Non seulement les droits à la santé et les droits des travailleurs font face à un risque considérable lorsque les activistes ne peuvent en assurer un contrôle adéquat parce qu’ils font eux-mêmes l’objet de menaces, mais si nous tenons à construire une planète plus résiliente et plus équitable une fois cette crise terminée, il est crucial de mieux protéger les défenseurs des droits fonciers et environnementaux. Ceux-ci se trouvent au premier plan de la bataille contre le dérèglement climatique, et ils jouent un rôle clé dans l’instauration d’une reprise économique verte à travers le monde – en stoppant les dégâts causés à l’environnement qui est justement censé nous protéger des maladies infectieuses, et en tenant tête aux entreprises irresponsables qui cherchent à tout prix à dégager des bénéfices. 

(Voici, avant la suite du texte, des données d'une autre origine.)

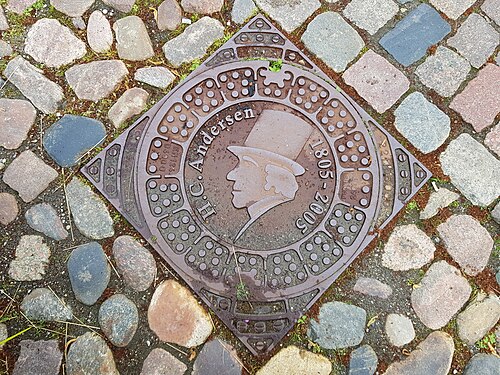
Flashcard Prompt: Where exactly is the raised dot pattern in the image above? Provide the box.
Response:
[326,204,366,246]
[146,178,184,217]
[157,103,198,141]
[335,132,371,169]
[183,78,224,117]
[185,237,230,279]
[290,77,330,113]
[339,170,373,208]
[257,68,292,99]
[300,232,343,276]
[396,148,411,202]
[316,98,356,138]
[158,210,201,254]
[266,250,307,288]
[217,68,255,101]
[235,32,285,46]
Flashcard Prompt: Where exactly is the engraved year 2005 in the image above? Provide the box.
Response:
[295,140,335,233]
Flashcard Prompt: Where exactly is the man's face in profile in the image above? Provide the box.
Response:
[227,155,266,208]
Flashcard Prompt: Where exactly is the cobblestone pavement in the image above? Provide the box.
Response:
[0,0,500,375]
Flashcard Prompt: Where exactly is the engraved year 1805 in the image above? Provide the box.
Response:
[295,140,335,233]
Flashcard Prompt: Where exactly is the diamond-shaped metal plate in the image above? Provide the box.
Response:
[82,16,430,355]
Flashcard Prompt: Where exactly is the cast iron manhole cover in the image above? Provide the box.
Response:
[83,16,430,355]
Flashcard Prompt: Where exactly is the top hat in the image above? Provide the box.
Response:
[228,109,313,176]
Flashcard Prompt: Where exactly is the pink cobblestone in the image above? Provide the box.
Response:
[450,64,500,132]
[343,50,410,113]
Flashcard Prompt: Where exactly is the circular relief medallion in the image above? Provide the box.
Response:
[84,16,430,354]
[139,61,378,299]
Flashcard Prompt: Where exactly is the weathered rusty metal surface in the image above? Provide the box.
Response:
[82,16,430,355]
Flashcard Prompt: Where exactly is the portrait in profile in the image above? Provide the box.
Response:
[227,109,313,241]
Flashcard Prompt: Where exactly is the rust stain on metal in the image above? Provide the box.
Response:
[82,16,430,355]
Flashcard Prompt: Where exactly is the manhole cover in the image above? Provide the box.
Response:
[83,16,430,355]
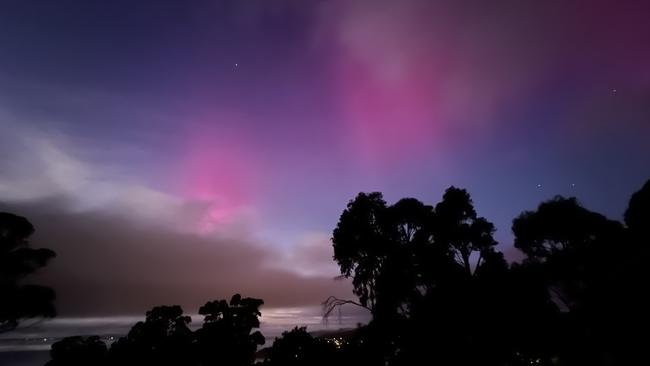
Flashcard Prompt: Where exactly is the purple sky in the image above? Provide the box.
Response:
[0,0,650,315]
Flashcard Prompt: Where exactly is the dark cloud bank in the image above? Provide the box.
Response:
[0,200,351,316]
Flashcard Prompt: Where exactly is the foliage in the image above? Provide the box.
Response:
[0,212,56,332]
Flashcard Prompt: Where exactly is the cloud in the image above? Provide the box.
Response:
[0,200,350,316]
[271,232,340,278]
[0,115,351,316]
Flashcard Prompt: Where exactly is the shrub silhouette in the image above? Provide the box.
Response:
[0,212,56,332]
[41,181,650,366]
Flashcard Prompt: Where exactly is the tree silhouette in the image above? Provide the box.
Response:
[325,187,508,364]
[109,305,197,366]
[434,187,505,275]
[195,294,264,366]
[264,327,336,366]
[0,212,56,332]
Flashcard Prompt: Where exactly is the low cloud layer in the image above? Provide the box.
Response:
[0,200,350,316]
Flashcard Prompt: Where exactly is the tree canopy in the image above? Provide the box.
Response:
[0,212,56,332]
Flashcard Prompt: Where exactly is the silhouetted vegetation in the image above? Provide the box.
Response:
[324,182,650,365]
[0,212,56,332]
[47,294,264,366]
[35,181,650,366]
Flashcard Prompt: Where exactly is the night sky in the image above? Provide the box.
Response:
[0,0,650,316]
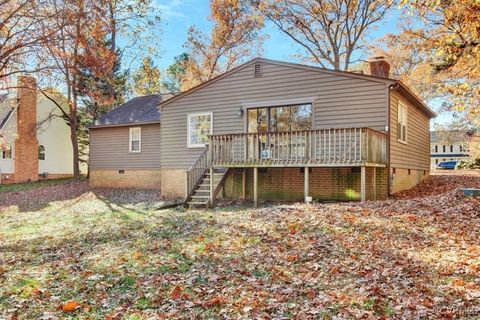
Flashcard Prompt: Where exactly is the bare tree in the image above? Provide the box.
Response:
[0,0,58,89]
[252,0,393,70]
[181,0,263,90]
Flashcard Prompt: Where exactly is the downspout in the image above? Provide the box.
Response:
[387,83,400,196]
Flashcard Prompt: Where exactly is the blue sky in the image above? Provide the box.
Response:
[156,0,400,68]
[155,0,450,123]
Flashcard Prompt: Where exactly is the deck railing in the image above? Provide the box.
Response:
[186,146,210,200]
[209,128,387,166]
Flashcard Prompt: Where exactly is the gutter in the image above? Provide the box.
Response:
[87,120,160,130]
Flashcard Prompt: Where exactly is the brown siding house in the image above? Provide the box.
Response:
[90,58,435,205]
[89,95,161,189]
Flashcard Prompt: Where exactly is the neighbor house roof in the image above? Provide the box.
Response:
[89,94,162,128]
[161,58,436,118]
[430,130,475,144]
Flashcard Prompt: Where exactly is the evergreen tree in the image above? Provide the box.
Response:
[163,53,189,93]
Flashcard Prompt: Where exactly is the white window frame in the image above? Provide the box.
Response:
[0,144,13,160]
[187,111,213,148]
[397,101,408,144]
[128,127,142,153]
[38,144,47,161]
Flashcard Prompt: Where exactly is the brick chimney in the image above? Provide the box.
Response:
[14,77,38,182]
[369,56,390,78]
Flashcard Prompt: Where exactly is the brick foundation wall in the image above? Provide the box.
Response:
[15,77,38,182]
[390,168,430,194]
[89,170,161,190]
[224,168,388,201]
[161,169,187,198]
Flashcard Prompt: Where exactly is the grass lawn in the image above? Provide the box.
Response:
[0,178,84,193]
[0,176,480,319]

À long terme, il est impératif que nous réfléchissions à la manière dont les entreprises responsables peuvent fonctionner tout en plaçant les communautés et les défenseurs locaux au cœur des processus décisionnels, plutôt qu’en les mettant en danger. Global Witness a publié récemment des directives à cet effet à l’attention des entreprises et des investisseurs.

À court terme, les gouvernements et les entreprises devraient :

  • Recourir à des communications publiques et privées pour souligner que le rôle des défenseurs des droits fonciers et environnementaux est plus important que jamais et que les actes de représailles à leur encontre ne sauraient être tolérés.
  • Octroyer des ressources à l’identification d’une hausse des risques de représailles à travers les investissements, les opérations et les chaînes d’approvisionnement, agir pour empêcher et atténuer tout risque, et soutenir les défenseurs des droits fonciers et environnementaux à travers le monde.
  • Utiliser des moyens sécurisés pour que l’information sur l’impact des projets commerciaux en termes de droits humains ou environnementaux parvienne jusqu’aux personnes affectées, en leur donnant la possibilité de participer au processus décisionnel sans courir de risque.
  • S’engager à placer les droits fonciers et environnementaux, et leurs défenseurs, au cœur de toute réponse apportée au Covid-19.